Comparison of measured (exp) and simulated (num) normalized inhalation fraction for the mixing ventilation case with high volume flow rate. The source was located on seat 8C. All manikins were heated at 75 W each

Finally, we want to emphasize that maximal deviations of 40–50% occur on three seats only. For more than 95% of the seats, the absolute deviations are smaller than 20% and still on 78% of the seats they are below 10%. Further, the mean absolute deviation amounts to as small values as 6.8%.

6 Conclusion

We presented experimentally and numerically obtained results of aerosol dispersion in the Do728 passenger cabin. A realistic aerosol exhalation of artificial saliva through a facial geometry including mouth and nose openings was applied during the experiments and 70 aerosol-fine-particle sensors allowed for a space and time-resolved analysis of the dispersion. Firstly, we confirmed, that the heat release of the passengers is a crucial parameter when looking at local aerosol dispersion. Hence, all presented experimental and numerical analysis are performed with actively heated thermal manikins.

For state-of-the-art mixing ventilation, increased aerosol dispersion was found in an area covering one row in front and two rows behind the source. The main propagation takes place on the aisle side of the source. Locally, minor differences were found when the index passenger was moved from aisle to middle, to window seat. However, for a standing source in the aisle, strongly reduced aerosol dispersion was found. Further, the results confirmed the positive effect of a medical grade facial mask, which reduced the peak loads by about 50% (only the index passenger was wearing a surgical mask). Increasing the air flow rate in the cabin weakly reduced the peak loads.

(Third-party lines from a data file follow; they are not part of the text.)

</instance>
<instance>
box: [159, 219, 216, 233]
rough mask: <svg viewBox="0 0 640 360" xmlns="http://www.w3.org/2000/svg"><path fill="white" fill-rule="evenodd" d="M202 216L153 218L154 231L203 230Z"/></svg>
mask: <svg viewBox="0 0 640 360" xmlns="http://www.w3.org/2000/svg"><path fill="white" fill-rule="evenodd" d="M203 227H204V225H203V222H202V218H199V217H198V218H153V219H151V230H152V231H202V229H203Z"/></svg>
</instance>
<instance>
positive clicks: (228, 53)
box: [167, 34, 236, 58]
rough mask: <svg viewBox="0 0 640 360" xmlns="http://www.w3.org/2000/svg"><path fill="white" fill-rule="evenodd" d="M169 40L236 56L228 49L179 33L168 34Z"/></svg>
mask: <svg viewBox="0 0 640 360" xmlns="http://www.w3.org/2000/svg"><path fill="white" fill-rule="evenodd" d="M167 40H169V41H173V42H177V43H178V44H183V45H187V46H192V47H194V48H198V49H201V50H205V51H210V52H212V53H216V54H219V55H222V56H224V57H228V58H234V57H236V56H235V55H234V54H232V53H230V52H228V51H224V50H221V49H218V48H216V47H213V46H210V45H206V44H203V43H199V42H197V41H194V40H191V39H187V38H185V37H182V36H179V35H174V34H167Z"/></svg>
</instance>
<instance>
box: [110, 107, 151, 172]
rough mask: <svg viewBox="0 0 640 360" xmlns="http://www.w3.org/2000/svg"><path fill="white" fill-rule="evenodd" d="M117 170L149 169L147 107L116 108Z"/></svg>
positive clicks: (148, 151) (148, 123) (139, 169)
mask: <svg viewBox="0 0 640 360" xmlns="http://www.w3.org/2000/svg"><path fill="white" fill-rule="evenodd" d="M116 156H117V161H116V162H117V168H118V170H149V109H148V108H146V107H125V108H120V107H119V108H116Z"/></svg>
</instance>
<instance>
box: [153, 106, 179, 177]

In parallel, a cost-efficient computational fluid dynamics tool chain was developed to analyze aerosol dispersion using post-processing tools and pre-calculated flow fields. In the numerical study, cabin displacement ventilation as an alternative ventilation system was able to demonstrate advantages in terms of dispersion lengths and time residence of aerosols in the cabin for particles with D < 20 µm. However, increased dwell times of particles with D > 20 µm (dry final particle size) are found at CDV compared to MV. Regarding the total number of particles, 60 and 120 s after the particle injection, the remaining active particles in the cabin amount to 6% and ~2% for CDV, while at MV 45% and ~17% are still flying in the cabin, respectively.

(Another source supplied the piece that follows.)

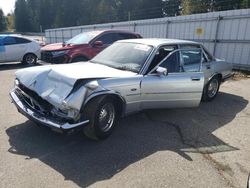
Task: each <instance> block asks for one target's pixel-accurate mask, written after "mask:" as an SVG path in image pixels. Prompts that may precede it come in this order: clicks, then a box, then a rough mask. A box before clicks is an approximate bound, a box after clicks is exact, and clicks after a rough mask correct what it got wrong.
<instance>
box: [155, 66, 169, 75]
mask: <svg viewBox="0 0 250 188" xmlns="http://www.w3.org/2000/svg"><path fill="white" fill-rule="evenodd" d="M156 72H157V74H158V75H159V76H167V75H168V70H167V69H166V68H164V67H158V68H157V69H156Z"/></svg>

Summarizing the key take-home messages from the experimental and numerical investigation:

  • The value of potentially inhaled aerosols on the highest contaminated seat amounts to \({f}_{V}=0.31\%\) of the exhaled aerosols.

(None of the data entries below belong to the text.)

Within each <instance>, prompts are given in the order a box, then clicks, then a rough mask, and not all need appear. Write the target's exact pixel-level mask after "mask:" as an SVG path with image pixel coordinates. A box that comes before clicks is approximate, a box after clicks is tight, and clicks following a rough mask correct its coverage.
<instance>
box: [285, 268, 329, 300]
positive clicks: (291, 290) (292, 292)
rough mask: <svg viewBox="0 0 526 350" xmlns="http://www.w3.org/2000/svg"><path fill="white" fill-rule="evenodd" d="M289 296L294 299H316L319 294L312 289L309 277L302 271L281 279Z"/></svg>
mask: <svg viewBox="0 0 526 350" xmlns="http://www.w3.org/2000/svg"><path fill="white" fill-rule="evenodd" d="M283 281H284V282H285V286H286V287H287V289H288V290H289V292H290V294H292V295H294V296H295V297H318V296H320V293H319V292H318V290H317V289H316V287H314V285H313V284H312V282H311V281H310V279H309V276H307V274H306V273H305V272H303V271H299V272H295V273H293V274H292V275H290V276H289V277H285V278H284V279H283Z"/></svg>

  • Values of potentially inhaled aerosols \({f}_{V}>0.06\%\) of exhaled aerosols are only found within 4 rows around the index patient

  • The ventilation system strongly affects dispersion

As also described in the evaluation procedure, we do neither estimate any infection risk for specific seats, nor a number of infections to occur during x-hour flight. The presented values of the rates of potentially inhaled aerosols as a fraction of the exhaled aerosols can be used as input for medicals and virologists to determine a (variant-dependent) infection risk. Nevertheless, the general statement: less aerosol contamination equals less infection risk will hold true for the interpretation of our results.